Nor would any rule based purely on abstract considerations of privacy and security be workable or consistent with the text and background of section 459. As this case demonstrates, “privacy and security” are flexible concepts. The Court of Appeal thought it clear that a store employee could reasonably expect additional privacy and security in the store’s bathroom, versus other rooms in the store. This conclusion is understandable. Bathrooms typically do afford additional privacy and security as compared to surrounding rooms. So, too, do bedrooms, workspaces, and any number of other internal rooms within a home, store, or other location. People commonly lock bathroom doors to maintain privacy from family members, guests, and coworkers; parents may secure basement doors from accident-prone children; children may warn their parents away from their bedrooms by hanging a “keep out” sign. The spaces in which we live and work typically contain numerous indications of occupants’ expectations of additional privacy and security. To treat these ubiquitous features as predicates for imposing multiple burglary convictions would mark an unprecedented expansion of the law of burglary.
That is not to say that considerations of privacy and security are irrelevant to the analysis. Indeed, we have identified the principal purpose of the burglary statute as protection of the privacy and security of a structure’s lawful occupants against the dangers that result from intrusion by unauthorized outsiders: “ ‘Burglary laws are based primarily upon a recognition of the dangers to personal safety created by the usual burglary situation—the danger that the intruder will harm the occupants in attempting to perpetrate the intended crime or to escape and the danger that the occupants will in anger or panic react violently to the invasion, thereby inviting more violence. The laws are primarily designed ... to forestall the germination of a situation dangerous to personal safety.’ ” (Gauze, supra, 15 Cal.3d at p. 715 [it is *1139impossible to burglarize one’s own home]; accord, People v. Davis (1998) 18 Cal.4th 712, 722 [76 Cal.Rptr.2d 770, 958 P.2d 1083] [inserting a forged check into the walk-up window at a check cashing facility does not constitute a burglary]; People v. Montoya (1994) 7 Cal.4th 1027, 1042-1043 [31 Cal.Rptr.2d 128, 874 P2d 903] [a burglary is ongoing for purposes of aider and abettor liability while the burglar remains inside the structure].) But section 459 is not framed as an all-purpose, general protection of privacy and security interests. Rather, it serves those interests in a specific way: by forbidding the entry, with felonious intent, into a house, apartment, shop, store, or an internal room that is, in effect, a separate unit—that is, a room functionally similar to a separate house, apartment, shop, or store. Thus, indicators of enhanced privacy and security interests in particular rooms, such as locks and warning signs, are relevant only insofar as they “show that a space is similar in nature to the stand-alone structures listed in section 459.” (Maj. opn., ante, at p. 1129.)
With these principles in mind, the proper resolution of this issue seems clear.
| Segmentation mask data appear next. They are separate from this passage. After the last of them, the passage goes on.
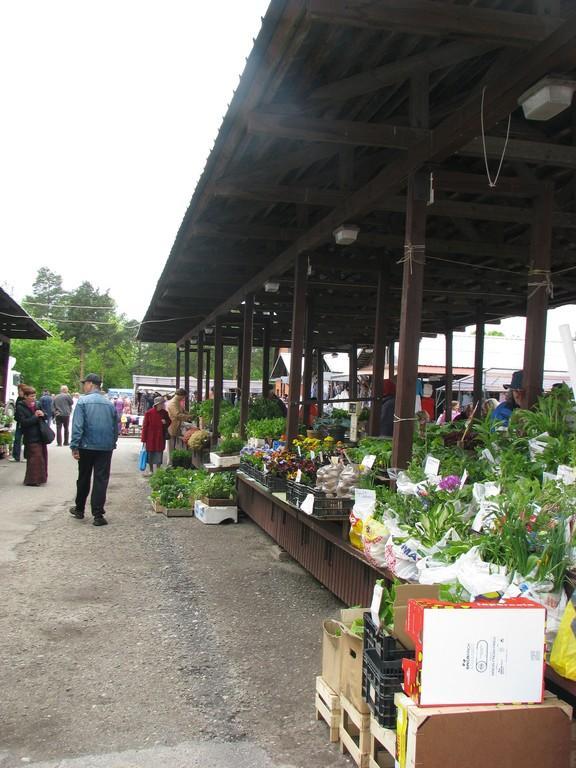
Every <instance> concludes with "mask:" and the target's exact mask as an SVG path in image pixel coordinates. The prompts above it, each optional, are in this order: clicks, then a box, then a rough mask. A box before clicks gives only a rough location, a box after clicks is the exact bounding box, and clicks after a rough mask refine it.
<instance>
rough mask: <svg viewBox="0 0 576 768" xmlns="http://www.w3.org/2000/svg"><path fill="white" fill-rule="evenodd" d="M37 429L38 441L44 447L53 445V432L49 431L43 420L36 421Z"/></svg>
mask: <svg viewBox="0 0 576 768" xmlns="http://www.w3.org/2000/svg"><path fill="white" fill-rule="evenodd" d="M38 427H39V429H40V440H41V441H42V442H43V443H44V445H50V443H53V442H54V438H55V437H56V435H55V434H54V431H53V430H52V429H50V427H49V426H48V424H47V423H46V422H45V421H44V419H39V420H38Z"/></svg>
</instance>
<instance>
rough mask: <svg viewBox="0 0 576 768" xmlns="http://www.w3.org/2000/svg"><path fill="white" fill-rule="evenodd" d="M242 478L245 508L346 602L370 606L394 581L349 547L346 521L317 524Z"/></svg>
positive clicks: (278, 495) (349, 546) (302, 566)
mask: <svg viewBox="0 0 576 768" xmlns="http://www.w3.org/2000/svg"><path fill="white" fill-rule="evenodd" d="M237 478H238V506H239V507H240V509H241V510H242V511H243V512H244V513H245V514H246V515H248V517H250V518H251V519H252V520H253V521H254V522H255V523H256V524H257V525H258V526H259V527H260V528H262V529H263V530H264V531H265V532H266V533H267V534H268V535H269V536H271V537H272V538H273V539H274V541H276V542H277V543H278V544H279V545H280V546H281V547H282V548H283V549H284V550H285V551H286V552H287V553H288V554H289V555H290V556H291V557H293V558H294V560H296V562H298V563H300V565H301V566H302V567H303V568H305V569H306V570H307V571H308V572H309V573H311V574H312V576H314V578H316V579H318V581H319V582H320V583H321V584H322V585H323V586H325V587H326V588H327V589H329V590H330V591H331V592H333V593H334V594H335V595H336V596H337V597H338V598H339V599H340V600H342V602H344V603H346V604H347V605H366V604H368V603H369V602H370V599H371V597H372V591H373V589H374V581H375V580H376V579H382V578H384V579H388V580H389V579H391V578H392V577H391V574H389V573H388V572H387V571H385V570H381V569H379V568H375V567H373V566H372V565H370V563H369V562H368V561H367V560H366V558H365V556H364V555H363V553H361V552H359V551H358V550H357V549H355V548H354V547H353V546H352V545H351V544H350V543H349V540H348V535H347V530H345V529H344V526H343V523H342V522H336V521H318V520H316V519H314V518H313V517H311V516H310V515H307V514H306V513H305V512H302V511H301V510H299V509H297V508H296V507H294V506H292V505H291V504H288V503H287V502H286V501H284V500H283V499H282V498H281V497H280V496H281V495H280V494H273V493H271V492H270V491H269V490H267V489H266V488H264V487H263V486H262V485H260V484H259V483H257V482H256V481H255V480H252V479H250V478H249V477H247V476H246V475H245V474H244V473H242V472H238V474H237ZM343 533H345V534H346V535H343Z"/></svg>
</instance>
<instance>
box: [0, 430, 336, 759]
mask: <svg viewBox="0 0 576 768" xmlns="http://www.w3.org/2000/svg"><path fill="white" fill-rule="evenodd" d="M138 448H139V446H138V444H137V443H136V442H134V441H131V440H125V441H121V443H120V447H119V450H118V451H117V453H116V455H115V459H114V464H113V474H112V478H111V484H110V493H109V502H108V505H107V507H108V517H109V520H110V523H111V524H110V525H109V526H108V527H107V528H94V527H93V526H92V525H90V521H89V520H85V521H83V522H80V521H76V520H73V519H72V518H71V517H70V516H69V515H68V513H67V508H68V506H69V502H70V496H71V493H72V489H73V482H74V473H75V465H74V464H73V463H72V462H71V461H70V457H69V456H68V455H67V452H66V455H65V453H64V452H63V451H62V450H61V451H60V452H58V451H57V450H55V449H52V448H51V451H50V462H51V478H55V479H51V482H50V485H49V486H48V487H47V488H46V489H23V487H22V486H21V485H20V483H21V474H22V467H19V466H18V465H10V467H6V466H3V467H2V469H1V471H0V482H2V486H3V488H2V490H3V493H2V496H4V499H5V502H6V501H7V499H8V497H9V498H10V508H9V510H8V507H7V504H6V503H5V504H4V511H3V513H2V515H3V517H2V519H1V520H0V535H2V533H3V530H2V526H3V527H4V529H6V530H8V529H11V520H12V516H14V519H17V518H18V515H19V514H20V513H22V515H24V514H25V515H26V520H27V521H28V522H29V521H30V518H31V516H32V518H34V509H33V507H34V504H37V509H36V512H37V517H36V522H35V524H34V523H33V524H31V525H29V526H28V527H27V529H26V531H25V534H24V535H22V534H19V538H18V540H17V541H15V544H14V548H13V553H12V556H13V555H15V559H11V558H10V557H5V558H3V559H0V584H1V585H2V600H1V602H0V637H2V643H1V644H0V690H1V691H2V695H1V701H0V768H13V767H14V766H21V765H22V764H23V763H32V764H36V763H38V764H39V765H42V766H46V768H48V767H50V768H52V767H54V768H56V766H62V768H64V767H65V766H70V768H88V766H90V767H91V766H95V767H96V766H106V768H110V767H111V766H122V767H123V768H128V767H130V768H135V767H136V766H148V765H151V766H152V765H154V766H155V768H159V767H161V766H164V765H166V766H170V767H171V768H176V767H177V766H179V765H182V766H184V765H185V766H189V767H190V768H191V767H192V766H195V765H197V764H198V765H199V764H200V763H202V764H203V765H213V766H228V765H232V764H233V765H234V766H235V768H241V766H243V765H247V766H248V765H250V766H252V768H257V767H258V768H259V766H263V767H264V766H266V767H267V766H270V768H273V767H274V766H277V767H279V766H298V767H300V766H306V768H316V766H335V767H336V766H345V765H349V763H348V761H347V760H345V759H344V758H342V757H341V756H340V755H339V753H338V750H337V747H334V746H330V745H329V744H328V737H327V736H328V734H327V727H326V726H325V725H324V724H323V723H316V722H315V719H314V704H313V701H314V677H315V675H316V674H318V673H319V668H320V643H321V639H320V638H321V633H320V626H321V620H322V618H324V617H326V616H332V615H336V613H337V611H338V609H339V607H340V605H339V603H338V601H337V600H336V599H335V598H334V597H333V596H332V595H331V594H330V593H329V592H327V591H326V590H324V589H323V588H322V587H321V586H320V585H319V584H318V583H317V582H315V581H314V580H313V579H312V578H311V577H310V576H309V575H307V574H306V572H305V571H303V570H302V569H301V568H300V567H299V566H297V565H295V564H294V563H292V562H279V561H278V560H276V559H275V558H274V557H273V554H272V542H271V540H270V539H269V538H268V537H267V536H266V535H265V534H264V533H263V532H262V531H260V530H259V529H258V528H257V527H256V526H254V525H253V524H252V523H250V522H248V521H246V520H243V521H242V522H241V523H240V524H238V525H222V526H205V525H202V524H201V523H199V522H197V521H196V520H193V519H187V518H183V519H175V518H172V519H167V518H165V517H164V516H162V515H155V514H154V513H153V512H151V511H150V510H149V503H148V501H147V493H148V486H147V483H146V481H145V480H144V479H143V478H142V477H141V476H140V475H139V474H138V472H137V471H136V459H137V454H138ZM8 490H9V493H8ZM31 491H32V492H37V493H38V496H37V497H34V496H31V494H30V492H31ZM35 499H38V501H37V502H36V501H35ZM30 504H32V508H31V507H30ZM231 755H232V757H231ZM99 756H104V757H99ZM76 758H78V759H76ZM200 758H201V759H200Z"/></svg>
Garcia does not challenge his conviction for burglary of the store itself. Had the evidence failed to support a burglary conviction based on Garcia’s entry into the store, then, as in Sparks, the jury could properly have convicted Garcia of a single burglary based on his entry into the bathroom with felonious intent. But this case involves a different question: whether Garcia was properly convicted of two burglaries, rather than one, based on his having entered both the store and its bathroom with felonious intent. As the majority correctly explains, Garcia’s entry into the store’s bathroom did not invade a “separate and objectively reasonable expectation of protection from intrusion relative to the larger structure” (maj. opn., ante, at p. 1120), since the bathroom was part of the store and not, in effect, a separate unit under section 459. Therefore, under the law, Garcia’s entry into the bathroom could not have constituted a burglary separate from his burglary of the store itself.
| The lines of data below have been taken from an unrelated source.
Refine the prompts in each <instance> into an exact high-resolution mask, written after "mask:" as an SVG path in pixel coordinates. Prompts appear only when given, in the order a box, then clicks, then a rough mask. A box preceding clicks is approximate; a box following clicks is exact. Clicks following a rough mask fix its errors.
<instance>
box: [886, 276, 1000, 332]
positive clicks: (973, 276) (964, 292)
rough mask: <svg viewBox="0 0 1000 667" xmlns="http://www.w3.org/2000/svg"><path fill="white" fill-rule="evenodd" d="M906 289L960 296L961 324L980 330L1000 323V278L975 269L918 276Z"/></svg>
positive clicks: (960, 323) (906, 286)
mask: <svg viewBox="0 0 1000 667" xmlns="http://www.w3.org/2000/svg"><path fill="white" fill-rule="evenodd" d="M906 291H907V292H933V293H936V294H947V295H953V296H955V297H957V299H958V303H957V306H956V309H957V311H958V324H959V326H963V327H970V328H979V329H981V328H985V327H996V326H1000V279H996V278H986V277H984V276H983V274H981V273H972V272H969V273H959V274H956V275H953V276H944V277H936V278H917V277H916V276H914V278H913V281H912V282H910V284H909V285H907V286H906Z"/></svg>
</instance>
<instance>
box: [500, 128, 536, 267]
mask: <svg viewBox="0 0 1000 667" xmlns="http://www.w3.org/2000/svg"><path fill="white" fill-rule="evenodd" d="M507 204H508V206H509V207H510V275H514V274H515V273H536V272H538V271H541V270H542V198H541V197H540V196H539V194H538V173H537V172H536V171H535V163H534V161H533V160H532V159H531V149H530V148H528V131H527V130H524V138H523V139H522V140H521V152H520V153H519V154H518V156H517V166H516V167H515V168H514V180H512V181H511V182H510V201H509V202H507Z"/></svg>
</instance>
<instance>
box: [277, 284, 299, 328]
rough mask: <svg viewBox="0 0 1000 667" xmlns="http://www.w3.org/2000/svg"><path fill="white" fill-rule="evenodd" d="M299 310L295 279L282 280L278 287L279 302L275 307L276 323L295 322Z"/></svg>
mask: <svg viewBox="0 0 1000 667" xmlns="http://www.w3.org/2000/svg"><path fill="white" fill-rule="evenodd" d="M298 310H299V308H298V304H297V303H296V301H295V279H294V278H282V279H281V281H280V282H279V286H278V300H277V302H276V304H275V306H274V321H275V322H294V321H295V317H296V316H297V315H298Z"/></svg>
Liu, J., concurred.With the exception of the Court of Appeal’s decision in this case, subsequent decisions have understood Sparks as confined to the situation in which a single burglary charge is based on entry into an internal room. (See Taylor, supra. 48 Cal.4th at pp. 627-628 [observing that *1137Sparks recognized “that burglary may be committed not only by an entry into a home with the requisite felonious intent, but also by an entry (with the requisite felonious intent) from within the home into a bedroom inside the home,” but noting “this is not to say the evidence in this case showed the commission of two discrete burglaries requiring a unanimity instruction. Rather, the evidence and argument on alternative ‘entries’ bore on the issue of when defendant’s felonious intent arose—whether before entry into the home and/or before entry into the back bedroom—and thus concerned the theory of his liability for a singular burglary” (italics added)]; In re M.A. (2012) 209 Cal.App.4th 317, 324 [146 Cal.Rptr.3d 818] [discussing Sparks and concluding “a burglary committed by unlawful entry into a closet located in a residence constitutes burglary of an inhabited dwelling house'’ (italics added)]; People v. Richardson (2004) 117 Cal.App.4th 570, 576 [11 Cal.Rptr.3d 802] [observing that “People v. Sparks does not stand for the proposition that multiple burglary convictions may be founded on a defendant taking items from several rooms within a single dwelling”].)
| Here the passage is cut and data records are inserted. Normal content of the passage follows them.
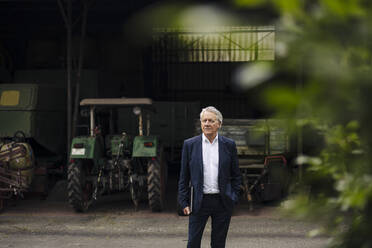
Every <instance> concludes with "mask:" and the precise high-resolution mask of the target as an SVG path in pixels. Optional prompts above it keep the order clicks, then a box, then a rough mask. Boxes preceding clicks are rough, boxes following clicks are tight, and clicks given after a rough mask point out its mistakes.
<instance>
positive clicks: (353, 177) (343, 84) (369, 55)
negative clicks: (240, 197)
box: [236, 0, 372, 247]
mask: <svg viewBox="0 0 372 248" xmlns="http://www.w3.org/2000/svg"><path fill="white" fill-rule="evenodd" d="M236 2H237V4H238V5H239V6H248V7H250V6H255V7H257V6H258V5H259V4H264V5H265V6H268V5H270V6H271V7H272V8H273V9H275V10H276V11H277V12H278V14H279V16H280V20H279V21H278V24H277V30H279V32H278V34H277V42H276V43H277V47H279V48H280V49H279V50H278V53H277V62H276V63H275V64H274V65H273V68H272V70H273V71H279V72H284V74H285V75H291V77H288V79H286V78H284V79H283V78H281V79H280V81H278V82H275V83H276V85H278V86H276V87H272V88H271V89H270V90H268V91H267V92H266V93H265V97H266V99H267V103H268V104H269V105H270V106H271V107H272V108H274V109H276V112H277V113H278V115H279V116H281V117H283V116H284V117H286V118H289V119H290V120H292V123H293V125H296V126H297V128H300V129H301V128H303V127H304V126H305V125H311V126H313V128H314V129H317V130H318V132H320V133H321V134H322V135H323V137H324V140H325V144H324V147H323V148H322V149H321V152H320V153H319V154H318V155H317V156H316V157H310V156H306V155H305V156H302V157H300V158H298V161H299V162H300V163H303V164H305V165H306V166H307V167H306V172H305V176H304V179H303V181H302V183H303V184H302V190H300V193H299V194H298V195H297V197H295V198H294V199H292V200H289V201H287V202H286V203H285V204H284V206H285V208H286V209H287V210H288V212H290V213H291V214H292V215H295V216H297V217H301V218H309V219H313V220H317V221H320V222H321V223H323V227H322V228H321V229H319V230H316V231H313V232H312V233H311V234H312V235H316V234H319V233H324V232H325V233H328V234H330V235H331V237H332V238H333V242H331V244H330V246H331V247H372V235H370V232H371V230H372V163H371V161H372V160H371V147H372V146H371V144H372V132H371V131H370V129H371V126H372V114H371V110H370V106H371V104H372V98H371V94H370V93H371V90H372V84H371V75H372V73H371V72H372V70H371V68H372V67H371V65H372V53H371V51H372V43H371V42H370V40H372V25H371V24H372V16H370V15H368V14H369V13H372V4H371V3H369V1H365V0H364V1H363V0H318V1H304V0H303V1H296V0H293V1H287V0H271V1H269V0H267V1H259V0H254V1H249V0H237V1H236ZM283 51H284V52H283ZM293 78H294V79H293ZM283 81H284V83H283ZM282 85H285V86H282ZM304 142H305V143H306V140H304ZM298 187H299V188H301V187H300V186H298Z"/></svg>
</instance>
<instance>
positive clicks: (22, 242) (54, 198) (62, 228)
mask: <svg viewBox="0 0 372 248" xmlns="http://www.w3.org/2000/svg"><path fill="white" fill-rule="evenodd" d="M63 185H64V184H63V183H61V184H60V187H61V188H60V189H62V188H63ZM60 189H59V190H58V189H57V190H56V192H62V193H61V194H59V195H58V194H51V195H50V196H49V198H48V199H46V200H39V199H38V198H37V197H30V199H24V200H21V201H19V202H18V203H17V205H15V206H12V205H13V204H11V205H10V206H7V208H6V209H5V211H4V212H3V213H2V214H0V247H1V248H2V247H16V248H23V247H28V248H31V247H35V248H36V247H38V248H43V247H45V248H46V247H48V248H49V247H56V248H58V247H90V248H95V247H97V248H98V247H110V248H111V247H128V248H129V247H151V248H157V247H159V248H166V247H171V248H178V247H186V243H187V225H188V218H187V217H180V216H178V215H176V211H175V201H174V200H173V199H174V197H175V196H174V195H172V194H170V195H169V199H168V200H167V203H168V204H167V208H166V209H165V211H164V212H162V213H151V212H150V211H149V210H148V209H147V206H146V205H145V204H143V205H142V206H141V207H140V209H139V211H137V212H135V211H134V210H133V206H132V204H131V202H130V200H129V198H128V196H127V195H126V194H119V195H114V196H106V197H103V198H102V199H101V200H100V201H99V202H97V203H96V204H95V205H94V206H93V207H92V208H91V209H90V210H89V211H88V213H84V214H77V213H75V212H74V211H73V210H72V208H71V207H70V206H69V205H68V204H67V201H66V199H65V193H63V192H64V191H63V190H60ZM247 209H248V206H247V205H244V204H240V205H239V206H238V207H237V209H236V210H235V212H234V215H233V218H232V221H231V225H230V230H229V235H228V240H227V246H226V247H227V248H229V247H231V248H232V247H239V248H241V247H249V248H281V247H283V248H284V247H285V248H320V247H324V246H325V245H326V244H327V238H325V237H317V238H309V237H308V235H307V234H308V232H309V231H310V230H312V229H314V228H316V225H314V224H311V223H305V222H300V221H295V220H288V219H286V218H283V217H281V216H280V215H279V214H278V211H277V207H275V206H259V208H258V209H257V210H256V211H254V212H249V211H248V210H247ZM209 242H210V223H208V224H207V227H206V230H205V232H204V238H203V242H202V247H209Z"/></svg>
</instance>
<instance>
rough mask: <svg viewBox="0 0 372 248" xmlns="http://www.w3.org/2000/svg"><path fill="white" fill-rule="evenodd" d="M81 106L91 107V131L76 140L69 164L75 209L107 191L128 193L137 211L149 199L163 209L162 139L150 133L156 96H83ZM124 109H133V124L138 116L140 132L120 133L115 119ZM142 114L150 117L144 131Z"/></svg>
mask: <svg viewBox="0 0 372 248" xmlns="http://www.w3.org/2000/svg"><path fill="white" fill-rule="evenodd" d="M80 106H81V107H82V108H84V107H88V108H89V115H88V114H86V116H87V117H88V116H89V122H90V124H89V126H85V127H88V132H89V134H88V135H85V136H78V137H75V138H74V139H73V140H72V145H71V153H70V164H69V165H68V199H69V202H70V204H71V205H72V207H73V208H74V209H75V210H76V211H77V212H84V211H86V210H87V209H88V208H89V206H90V205H91V204H92V203H93V202H94V201H95V200H97V199H98V197H99V196H101V195H103V194H109V193H114V192H123V191H129V192H130V195H131V199H132V201H133V203H134V206H135V209H137V208H138V205H139V203H140V201H141V200H144V199H146V198H147V199H148V203H149V206H150V209H151V210H152V211H154V212H158V211H161V210H162V209H163V208H164V198H165V186H166V181H167V163H166V161H165V157H164V151H163V149H162V146H161V145H160V143H159V139H158V137H157V136H154V135H150V114H151V113H154V109H153V107H152V100H151V99H148V98H104V99H102V98H101V99H84V100H82V101H81V102H80ZM123 108H127V109H128V108H133V112H134V115H133V114H131V115H132V117H131V116H128V117H127V118H126V119H125V120H126V121H127V122H133V120H134V119H136V118H133V117H135V116H137V118H138V120H136V122H138V134H137V135H135V134H133V133H129V132H128V131H125V130H121V131H120V132H117V130H120V123H117V122H118V121H117V120H118V118H117V117H118V115H120V113H123V112H119V111H120V109H123ZM82 113H84V109H82ZM85 113H88V111H85ZM125 113H128V111H125ZM143 116H145V117H146V118H147V119H146V133H145V134H144V130H143V129H144V126H145V125H144V118H143ZM120 117H121V118H122V116H120ZM118 124H119V128H118ZM129 131H130V130H129ZM132 131H133V130H132Z"/></svg>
Looking outside of California, I have identified no other jurisdiction that permits multiple burglary convictions based on entry into a structure and a room internal to the structure, unless the internal room serves a similar function for its lawful occupants as that served by a stand-alone structure. (See, e.g., Bedard v. State (2002) 118 Nev. 410 [48 P.3d 46, 48] [upholding multiple burglary convictions based on the defendant’s entry into a commercial office building and separate office suites within that building].) Many states have adopted the Model Penal Code’s definition of burglary, which reads in relevant part: “A person is guilty of burglary if he enters a building or occupied structure, or separately secured or occupied portion thereof, with purpose to commit a crime therein . . . .” (Model Pen. Code, § 221.1, subd. (1).) As explained in the comment to this section of the Model Penal Code, “[t]he provision in Subsection (1) as to separately secured or occupied portions of buildings and occupied structures takes care of the situation of apartment houses, office buildings, hotels, steamships with a series of private cabins, etc., where occupancy is by unit. It is the individual unit as well as the overall structure that must be safeguarded. Thus, while it would violate this section for a person to make an unprivileged entry into an apartment house for the purpose of stealing money or other valuables from a common safe, it also would violate the burglary provision if an intrusion is made into a single unit, even by an occupant of another unit in the same structure.” (Model Pen. Code & Commentaries, com. 3(b) to § 221.1, p. 73.)